- Born: Jonathan Burnette June 12, 1953 (age 73) Memphis, Tennessee, U.S.
- Genres: Rock and roll, rockabilly
- Occupations: Singer, musician
- Instruments: Vocals, guitar
- Years active: 1979–present
- Label: EMI America

= Rocky Burnette =

American musician (born 1953)

Jonathan "Rocky" Burnette (born June 12, 1953) is an American singer and musician and the son of the rockabilly and pop singer Johnny Burnette. Rocky is best known for his 1980 hit single "Tired of Toein' the Line" which he co-wrote with Ron Coleman, who formerly wrote, recorded and performed with the Brothers Grim and the Everly Brothers.

== Career ==
Rocky Burnette was born in Memphis, Tennessee, and became part of the early 1980s revival of the rockabilly style. He released his first album, The Son of Rock and Roll (#53 Billboard Hot 200), on EMI America in 1979. In the summer of 1980, his single "Tired of Toein' the Line" became a No. 8 pop hit in the United States. The song was also popular internationally, becoming a No. 1 hit in Australia and peaking at No. 3 in South Africa; it reached No. 58 in the UK.
EMI America's financial problems interfered with promotion efforts for the follow-up singles (several of which became hits in other countries), and Burnette's second album, Heart Stopper (The Goods Records, 1982), was not successful.

In 1983, Burnette toured Europe with the final version of his deceased father's Rock and Roll Trio. He also used the band on his next album, Get Hot or Go Home! on KYD Records.

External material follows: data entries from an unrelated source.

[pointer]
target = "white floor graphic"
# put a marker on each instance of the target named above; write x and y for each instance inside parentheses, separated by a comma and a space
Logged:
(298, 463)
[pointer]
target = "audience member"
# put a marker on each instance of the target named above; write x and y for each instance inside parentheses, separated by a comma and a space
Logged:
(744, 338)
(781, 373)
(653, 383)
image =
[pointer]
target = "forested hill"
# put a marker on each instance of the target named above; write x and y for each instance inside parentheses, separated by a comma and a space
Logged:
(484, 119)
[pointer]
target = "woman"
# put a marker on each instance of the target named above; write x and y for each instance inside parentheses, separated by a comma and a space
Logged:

It also sold poorly and KYD dropped Burnette and the Trio rather than release a follow-up.

Burnette worked with Rosie Flores and Dwight Twilley in the mid-1990s, and also contributed vocals and the original "Trouble Is I'm in Love With You" to Paul Burlison's 1997 Train Kept A-Rollin'. In 1996, Burnette released Tear It Up on Core Records.

Burnette co-wrote the European hit "You Got Away With Love" for Percy Sledge in 1997 which was produced by Saul Davis & Barry Goldberg. He continues to tour internationally at a number of rockabilly shows.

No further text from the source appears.